A Christmas Carol – This isn’t a novel but just a longish story. I only say this to encourage everyone to pick it up. The book is not only a quick and easy thing to read, but few works read year after year so consistently edify and entertain each time. Besides the familiar story of redemption, the book is filled with Dickens’ humor, puns, clever word plays, and the use of imagery that make him a great author. Here’s an example from the first page: External heat and cold had little influence on Scrooge. No warmth could warm, nor wintry weather chill him. No wind that blew was bitterer than he, no falling snow was more intent upon its purpose, no pelting rain less open to entreaty. Foul weather didn’t know where to have him. The heaviest rain, and snow, and hail, and sleet, could boast of the advantage over him in only one respect. The often “came down” handsomely, and Scrooge never did.

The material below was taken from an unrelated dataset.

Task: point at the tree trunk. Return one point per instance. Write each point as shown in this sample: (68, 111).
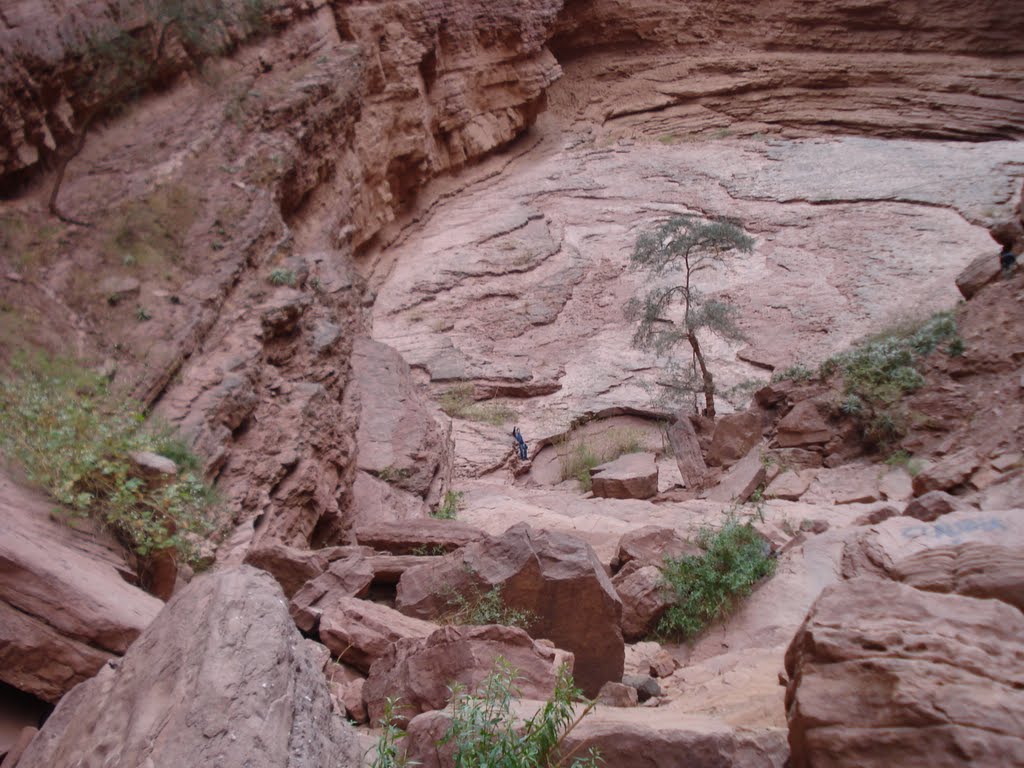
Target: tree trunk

A Child’s Christmas In Wales – I shouldn’t be jealous of this but I am. Dylan Thomas’ spare and creative use of words capture my imagination and my love of the lilt language can have. I would like to be able to write like him. Though the story is prose, at times it feels like poetry. Here’s the second line: All the Christmases roll down toward the two-tongued sea, like a cold and headlong moon, bundling down the sky that was our street; and they stop at the rim of the ice-edged, fish-freezing waves, and I plunge my hands in the snow and bring out whatever I can find. Anything of mine you read that seems a bit overly intense, too imagey, too artsy, is me trying to emulate Thomas. I should hardly try.
The Gift of The Magi – I would read this to you but probably wouldn’t make it through without breaking into tears, the story moves me so. In contrast to Dylan Thomas, O. Henry is a plain-spoken storyteller. He offers in this one a credible, homespun picture of what love and gift giving is all about. This short story is readable after supper or maybe Christmas dinner when the household is full and contented and not wanting to do much more than listen to a great tale.
A Visit from St. Nicholas – ‘Twas the night before Christmas and all through the house, not a creature was stirring not even a mouse, must be one of the most familiar first lines in Western literature. I read this to our children each Christmas Eve when they were young. In these latter days I memorized it so I can relish anew and easily, each year around this time, the sweet rhythm and rhyme of this fun poem.
Living a literary life all year fascinates, entertains and deepens. At holidays like Christmas, things literary can add a unique and precious dimension to the celebration.